Latest economic forecasts for Japan, the U.S., Europe, and China, etc

Nov. 2008 Short and Medium-term Economic Outlook Summary



Subprime-loan crisis expands into world financial crisis

U. S. residential bubble burst has expanded into the first world financial crisis since 1930’s. Speculative money had flown out of financial markets into commodity markets since subprime-loan crisis popped up in the summer of last year, up to the summer of this year. Crude oil prices skyrocketed to 147 dollars per barrel on July 11. Rises in inflation rates slowed advanced economies down, then crude oil prices peaked out and fell sharply to 64 dollars per barrel on October 26, less than half of their peak. Meanwhile, U. S. house prices continued to fall. Fannie Mae and Freddie Mac, both government sponsored enterprises, were bailed out in August. Lehman Brothers, an investment bank, was not bailed out and went under in September, and then AIG, an insurance company, was bailed out. This financial crisis is now not only the problem of U. S., but also the problem of Europe and all other economies. Stock markets fell sharply one after another around the world. Short-term credit markets stopped their work in panic. Credit crunch is now everywhere. In currency exchange markets, the dollar strengthened, as fund managers began to sell overseas investments and to bring dollars back home. Only the yen strengthened sharply against the dollar, as the yen was believed to be safer currency remote from subprime-loan damages. World financial markets have stood still, watching out for another turmoil.
Governments in advanced economies responded to this crisis with unusual policies, like unrestricted supply of liquidity into short-term credit markets by central banks, equity injection of public money into banks, expansionary fiscal policy, etc. Policy interest rates go down substantially, as central banks have less fear on inflation. As these policies are implemented, financial markets will gradually begin to work again. One of the conditions to get out of this mess is the bottom-out of house prices in U. S. and Europe, which we forecast will occur in 2010. Meanwhile, credit crunch will continue to affect economies.
Under these circumstances, world economy cannot escape from world-wide concurrent recession. World total real GDP growth rates based on purchasing power parity rates will be 3.4% in 2008, 2.2% in 2009, and 2.7% in 2010, whose numbers less than 3%, which mean world recession. These numbers could turn out to be worse, if U. S. house prices fall more than our assumptions, or unexpectedly large bubble burst in Europe, or developing economies fall down one after another due to capital escape. If one of these risks becomes reality, the world economy may fall into deflation.
Wall Street expanded faster than Main Street thanks to credit boom in 2000’s, but it turns out to be unsustainable. Financial sectors have to shrink to appropriate size under credit crunch. U. S. over-consumption will no longer support the world effective demand. This adjustment is not cyclical but structural, and will take some time till 2010. Next effective demands will come from construction of new society, in which ecology friendly equipment and systems will bring low carbon emission, and multi-pillar powers will emerge, as developing economies will grow faster than developed economies.

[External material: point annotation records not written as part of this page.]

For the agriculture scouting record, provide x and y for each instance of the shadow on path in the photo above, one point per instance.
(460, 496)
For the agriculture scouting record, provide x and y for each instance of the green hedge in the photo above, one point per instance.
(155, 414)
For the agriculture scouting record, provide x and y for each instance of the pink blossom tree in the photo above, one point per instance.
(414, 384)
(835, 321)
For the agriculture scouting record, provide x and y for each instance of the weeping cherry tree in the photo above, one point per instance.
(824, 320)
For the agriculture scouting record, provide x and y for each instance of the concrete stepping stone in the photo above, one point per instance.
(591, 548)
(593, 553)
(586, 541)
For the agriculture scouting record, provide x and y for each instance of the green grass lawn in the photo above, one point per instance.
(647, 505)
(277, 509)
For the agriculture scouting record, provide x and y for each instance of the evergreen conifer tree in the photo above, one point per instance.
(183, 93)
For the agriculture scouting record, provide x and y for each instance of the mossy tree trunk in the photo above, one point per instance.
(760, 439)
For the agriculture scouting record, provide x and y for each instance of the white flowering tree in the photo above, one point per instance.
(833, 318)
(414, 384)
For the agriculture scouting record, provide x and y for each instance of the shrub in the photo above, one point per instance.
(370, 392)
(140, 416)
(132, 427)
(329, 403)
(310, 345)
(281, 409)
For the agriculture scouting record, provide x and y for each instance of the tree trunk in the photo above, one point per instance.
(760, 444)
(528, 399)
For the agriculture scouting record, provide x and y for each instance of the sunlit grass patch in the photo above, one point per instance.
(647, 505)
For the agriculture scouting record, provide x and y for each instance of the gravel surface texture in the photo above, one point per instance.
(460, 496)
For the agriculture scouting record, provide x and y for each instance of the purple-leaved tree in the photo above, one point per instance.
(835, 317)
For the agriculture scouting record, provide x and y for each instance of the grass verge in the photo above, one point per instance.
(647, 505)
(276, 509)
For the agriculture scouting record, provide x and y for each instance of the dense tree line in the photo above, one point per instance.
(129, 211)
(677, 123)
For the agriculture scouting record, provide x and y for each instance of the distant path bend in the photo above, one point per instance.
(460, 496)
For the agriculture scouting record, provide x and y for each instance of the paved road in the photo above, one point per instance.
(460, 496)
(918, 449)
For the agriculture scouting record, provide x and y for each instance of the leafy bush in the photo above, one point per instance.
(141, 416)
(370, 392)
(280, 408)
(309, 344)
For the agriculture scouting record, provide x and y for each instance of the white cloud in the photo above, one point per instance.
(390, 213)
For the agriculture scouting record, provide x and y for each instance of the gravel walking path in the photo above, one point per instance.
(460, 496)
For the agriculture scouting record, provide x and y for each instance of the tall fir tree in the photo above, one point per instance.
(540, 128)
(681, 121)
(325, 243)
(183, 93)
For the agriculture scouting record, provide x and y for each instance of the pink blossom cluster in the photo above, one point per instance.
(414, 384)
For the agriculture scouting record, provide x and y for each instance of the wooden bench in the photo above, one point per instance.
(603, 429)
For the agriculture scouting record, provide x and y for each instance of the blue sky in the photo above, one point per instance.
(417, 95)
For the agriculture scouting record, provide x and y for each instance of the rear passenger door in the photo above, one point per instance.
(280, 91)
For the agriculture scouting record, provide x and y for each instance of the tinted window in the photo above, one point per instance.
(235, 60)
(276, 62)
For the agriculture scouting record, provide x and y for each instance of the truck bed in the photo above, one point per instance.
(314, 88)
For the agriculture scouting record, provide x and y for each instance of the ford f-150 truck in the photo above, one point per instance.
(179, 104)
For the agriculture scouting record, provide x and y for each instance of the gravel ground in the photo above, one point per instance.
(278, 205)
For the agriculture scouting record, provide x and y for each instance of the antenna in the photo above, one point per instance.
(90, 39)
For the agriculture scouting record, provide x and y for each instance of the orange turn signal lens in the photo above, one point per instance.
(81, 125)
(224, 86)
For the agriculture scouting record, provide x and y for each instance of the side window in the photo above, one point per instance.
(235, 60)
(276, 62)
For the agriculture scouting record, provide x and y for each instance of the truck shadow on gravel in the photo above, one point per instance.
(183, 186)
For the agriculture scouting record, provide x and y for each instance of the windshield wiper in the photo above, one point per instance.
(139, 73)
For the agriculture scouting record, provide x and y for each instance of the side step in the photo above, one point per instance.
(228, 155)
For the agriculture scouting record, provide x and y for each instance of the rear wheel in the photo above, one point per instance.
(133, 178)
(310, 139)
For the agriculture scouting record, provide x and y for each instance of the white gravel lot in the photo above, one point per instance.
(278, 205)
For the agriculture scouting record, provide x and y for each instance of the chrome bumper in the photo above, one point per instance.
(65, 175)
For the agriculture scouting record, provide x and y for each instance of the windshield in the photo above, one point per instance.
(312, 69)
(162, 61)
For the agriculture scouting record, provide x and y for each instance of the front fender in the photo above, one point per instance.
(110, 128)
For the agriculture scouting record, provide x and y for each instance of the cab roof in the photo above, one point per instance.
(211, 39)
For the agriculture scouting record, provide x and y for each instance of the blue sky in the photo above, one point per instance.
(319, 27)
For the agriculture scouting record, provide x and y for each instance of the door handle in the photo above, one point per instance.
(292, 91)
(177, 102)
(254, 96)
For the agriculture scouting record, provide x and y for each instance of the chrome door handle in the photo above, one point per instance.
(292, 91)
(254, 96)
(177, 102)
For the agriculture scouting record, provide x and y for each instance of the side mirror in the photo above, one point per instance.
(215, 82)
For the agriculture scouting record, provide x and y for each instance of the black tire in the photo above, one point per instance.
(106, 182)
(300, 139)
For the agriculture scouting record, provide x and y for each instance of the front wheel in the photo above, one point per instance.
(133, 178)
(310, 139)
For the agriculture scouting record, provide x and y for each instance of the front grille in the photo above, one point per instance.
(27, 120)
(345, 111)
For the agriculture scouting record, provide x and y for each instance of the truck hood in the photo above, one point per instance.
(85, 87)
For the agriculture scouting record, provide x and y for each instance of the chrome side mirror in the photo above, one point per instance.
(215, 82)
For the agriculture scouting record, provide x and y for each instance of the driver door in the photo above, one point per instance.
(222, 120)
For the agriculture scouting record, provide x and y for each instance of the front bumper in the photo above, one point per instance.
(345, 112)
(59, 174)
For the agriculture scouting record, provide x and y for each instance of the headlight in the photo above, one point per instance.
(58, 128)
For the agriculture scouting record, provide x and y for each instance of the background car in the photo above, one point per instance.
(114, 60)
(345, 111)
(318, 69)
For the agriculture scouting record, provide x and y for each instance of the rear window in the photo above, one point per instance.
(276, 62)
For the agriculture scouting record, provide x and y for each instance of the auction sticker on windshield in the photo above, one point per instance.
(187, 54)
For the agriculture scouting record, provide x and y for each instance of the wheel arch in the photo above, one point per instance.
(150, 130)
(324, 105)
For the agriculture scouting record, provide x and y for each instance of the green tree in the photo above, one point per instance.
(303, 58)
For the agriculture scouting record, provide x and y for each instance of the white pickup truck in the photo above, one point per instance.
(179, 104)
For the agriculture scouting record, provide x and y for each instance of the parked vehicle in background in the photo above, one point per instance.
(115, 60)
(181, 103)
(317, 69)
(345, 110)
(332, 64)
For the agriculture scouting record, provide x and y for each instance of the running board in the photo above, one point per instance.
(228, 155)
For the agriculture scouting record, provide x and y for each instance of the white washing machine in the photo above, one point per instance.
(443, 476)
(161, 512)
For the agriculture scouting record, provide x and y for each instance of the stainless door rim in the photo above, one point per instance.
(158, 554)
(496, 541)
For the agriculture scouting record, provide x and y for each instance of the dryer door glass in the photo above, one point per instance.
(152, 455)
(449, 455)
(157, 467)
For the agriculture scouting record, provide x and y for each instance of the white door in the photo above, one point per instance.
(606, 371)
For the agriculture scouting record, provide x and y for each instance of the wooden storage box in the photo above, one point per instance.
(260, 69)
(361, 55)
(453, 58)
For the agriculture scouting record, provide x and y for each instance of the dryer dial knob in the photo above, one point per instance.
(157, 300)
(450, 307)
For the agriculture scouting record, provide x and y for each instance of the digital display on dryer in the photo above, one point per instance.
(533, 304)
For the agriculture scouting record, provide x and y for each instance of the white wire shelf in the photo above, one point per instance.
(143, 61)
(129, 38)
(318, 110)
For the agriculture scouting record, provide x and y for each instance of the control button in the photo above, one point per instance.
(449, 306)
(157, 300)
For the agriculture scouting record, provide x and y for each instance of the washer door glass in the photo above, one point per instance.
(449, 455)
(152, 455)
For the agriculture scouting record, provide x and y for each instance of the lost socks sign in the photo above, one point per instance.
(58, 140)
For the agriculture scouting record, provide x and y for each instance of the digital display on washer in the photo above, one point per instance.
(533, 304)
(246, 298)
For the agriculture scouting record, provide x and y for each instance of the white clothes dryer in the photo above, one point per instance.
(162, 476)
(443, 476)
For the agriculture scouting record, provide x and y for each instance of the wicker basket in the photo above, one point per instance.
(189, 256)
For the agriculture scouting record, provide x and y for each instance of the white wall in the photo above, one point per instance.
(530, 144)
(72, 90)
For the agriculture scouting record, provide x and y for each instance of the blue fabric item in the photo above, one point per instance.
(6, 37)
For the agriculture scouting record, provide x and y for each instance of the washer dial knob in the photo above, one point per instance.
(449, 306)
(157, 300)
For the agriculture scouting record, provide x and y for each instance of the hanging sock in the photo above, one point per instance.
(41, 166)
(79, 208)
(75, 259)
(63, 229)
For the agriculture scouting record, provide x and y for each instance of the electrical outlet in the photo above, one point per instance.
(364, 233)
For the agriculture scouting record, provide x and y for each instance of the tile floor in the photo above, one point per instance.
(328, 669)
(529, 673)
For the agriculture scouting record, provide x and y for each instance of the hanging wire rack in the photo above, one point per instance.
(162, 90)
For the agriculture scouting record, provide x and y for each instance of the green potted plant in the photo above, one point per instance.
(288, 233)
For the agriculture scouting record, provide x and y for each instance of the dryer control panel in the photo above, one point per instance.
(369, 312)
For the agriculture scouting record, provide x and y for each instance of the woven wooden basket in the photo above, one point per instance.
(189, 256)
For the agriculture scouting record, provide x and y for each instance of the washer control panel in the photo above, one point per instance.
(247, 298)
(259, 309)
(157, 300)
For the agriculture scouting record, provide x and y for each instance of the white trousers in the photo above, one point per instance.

Overseas economies: U. S. and Europe drag world economy into recession

U. S. economy deteriorated substantially in September when Lehman Brothers went bankrupt. Retail sales and non-agricultural employment decreased sharply. Recession is now inevitable. Real GDP growth rates will be negative in two or more consecutive quarters since July-Sept. U. S. real GDP growth rates will be 1.4% in 2008, -0.4% in 2009, and -0.1% in 2010. Recovery thereafter will be slow, as growth rates are under potential sustainable growth rates of nearly 3% until 2013.

The EU economy will also fall into recession, due to residential bubble burst and U. S. born financial crisis. EU real GDP growth rates will be 1.5% in 2008, 0.3% in 2009, and 0.6% in 2010.

Real GDP growth rates in China slowed down to 9.0% in July-Sept. in 2008, the first single digit rate since Oct.-Dec. in 2005. Decrease in exports to U. S. and sharp fall of stock and house prices implies recession even in China. So, as inflationary pressure eases, policy makers decided to change their courses from restriction to expansion in September. Chinese economy will change gears from too fast double digit growth to stable single digit growth of around 8%. Real GDP growth rates in China will be 9.5% in 2008, 7.9% in 2009, and 8.4% in 2010.

Japanese economy: Globalization in industrial structure advances in recession

Commodity price surge in summer, and decrease in export due to overseas recession and stronger yen hit hard the Japanese economy. Corporate profits are squeezed, so investment will continue to decrease. Weak household income will lead to weak private consumption and residential investment. Government has decided 11.5 trillion yen emergency plan, in which 1.8 trillion yen will be included in central government supplementary budget. Government is now preparing the next supplementary budget, which is 5 trillion yen including 2 trillion yen of fixed amount payment per person. However, these government plans will not be effective enough to kick start the economy, as people tend to save money they receive from government due to anxiety for future. Real GDP growth rates in Japan will be 0.1% in fiscal year 2008, -0.2% in F. Y. 2009, and 0.6% in F. Y. 2010. In the longer term, domestic demand will get some support from income gains from overseas investments like infrastructure and ecology related investments in emerging economies and M&A investments in advanced economies.